Parliamentarians to vote.
With the upcoming coronation of King Charles III, the Canadian province of Quebec is resurfacing a debate on the country’s ties to the British monarchy. On Wednesday, parliamentarians will vote on whether Canada should sever ties with the monarchy after Bloc Quebecois leader Yves-Francois Blanchet tabled a motion that forced a conversation in the House of Commons about the Crown. His move follows the refusal of 14 recently-elected Quebec politicians to recite an oath of allegiance to the King during their swearing-in to the provincial legislature, as required by Canadian law.
Speaking to reporters, Mr.
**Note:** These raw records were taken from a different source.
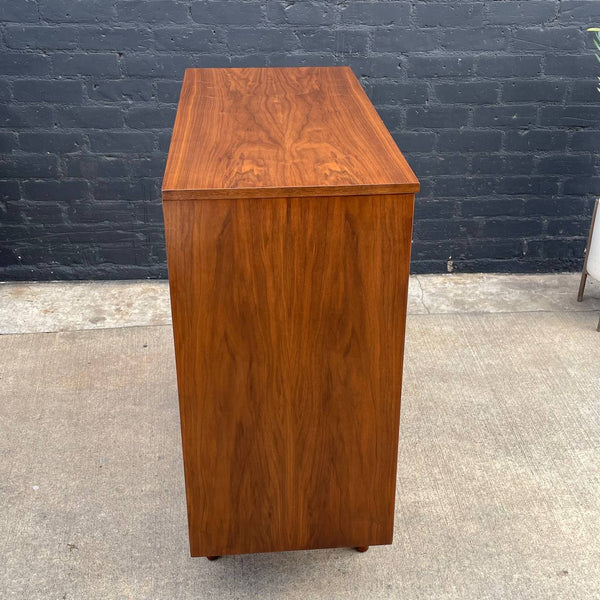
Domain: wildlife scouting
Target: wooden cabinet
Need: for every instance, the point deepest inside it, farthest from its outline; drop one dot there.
(288, 215)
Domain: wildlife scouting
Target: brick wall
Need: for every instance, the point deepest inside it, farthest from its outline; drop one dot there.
(493, 102)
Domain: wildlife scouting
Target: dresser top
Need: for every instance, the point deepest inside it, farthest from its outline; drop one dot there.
(297, 131)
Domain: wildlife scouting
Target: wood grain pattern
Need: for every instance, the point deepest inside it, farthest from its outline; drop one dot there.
(289, 317)
(308, 131)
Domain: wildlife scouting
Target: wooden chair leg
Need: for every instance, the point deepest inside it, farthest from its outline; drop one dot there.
(582, 284)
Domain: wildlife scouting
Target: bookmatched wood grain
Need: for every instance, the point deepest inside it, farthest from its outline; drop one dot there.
(308, 131)
(289, 317)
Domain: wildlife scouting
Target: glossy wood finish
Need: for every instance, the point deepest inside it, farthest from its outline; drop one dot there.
(289, 318)
(288, 217)
(307, 131)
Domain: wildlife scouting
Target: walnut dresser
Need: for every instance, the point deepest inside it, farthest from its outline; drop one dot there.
(288, 215)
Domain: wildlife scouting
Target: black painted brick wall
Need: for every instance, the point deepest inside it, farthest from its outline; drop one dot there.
(493, 102)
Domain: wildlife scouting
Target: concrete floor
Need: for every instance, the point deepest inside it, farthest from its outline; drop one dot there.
(498, 492)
Blanchet admitted that his motion is likely to fail, but he said the failure will show Quebecers that federal politicians “prefer to support the King than the people.” In Canada, the monarch – now King Charles – is the head of state.
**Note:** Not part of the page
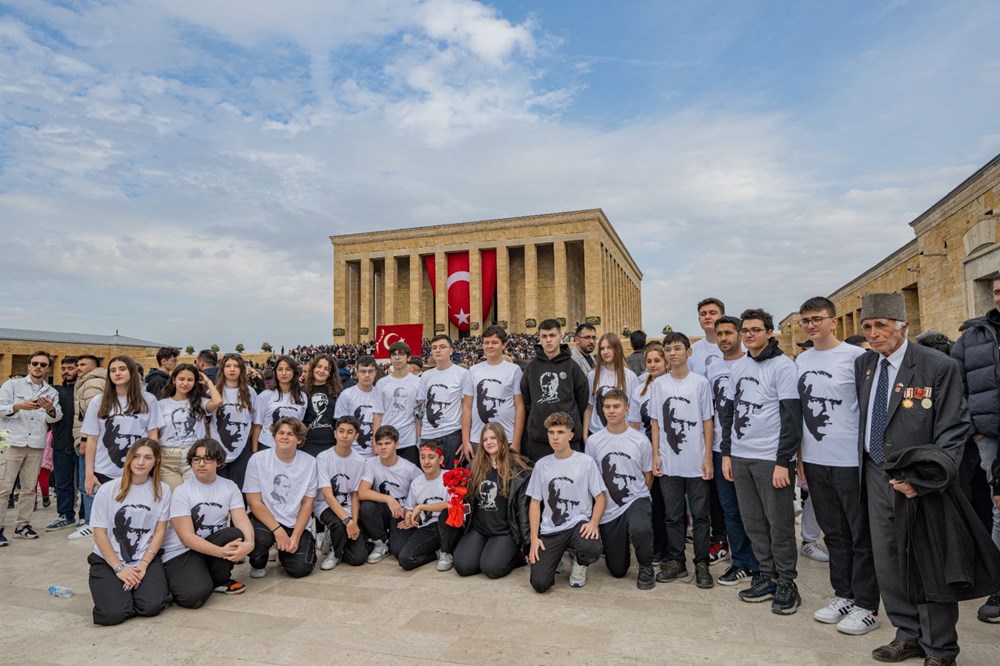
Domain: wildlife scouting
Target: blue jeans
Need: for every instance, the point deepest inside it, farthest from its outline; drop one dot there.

The monarchy serves a mainly symbolic role, with the power to govern entrusted to the Canadian government. Changing the current system would need approval from both the House of Commons and the Senate in parliament, as well as the unanimous consent of all 10 provinces. Members of Canada’s governing Liberal party have already said they will oppose the motion.
While Mr. Blanchet’s motion may fail, the future of Quebec politicians who refused to swear the oath to the Crown remains uncertain. Their refusal could lead to a bill that seeks to redefine the requirement to take the oath of allegiance in the province – if they are able to sit in Quebec’s legislature at all – and political watchers say they are eager to see how the dispute unfolds.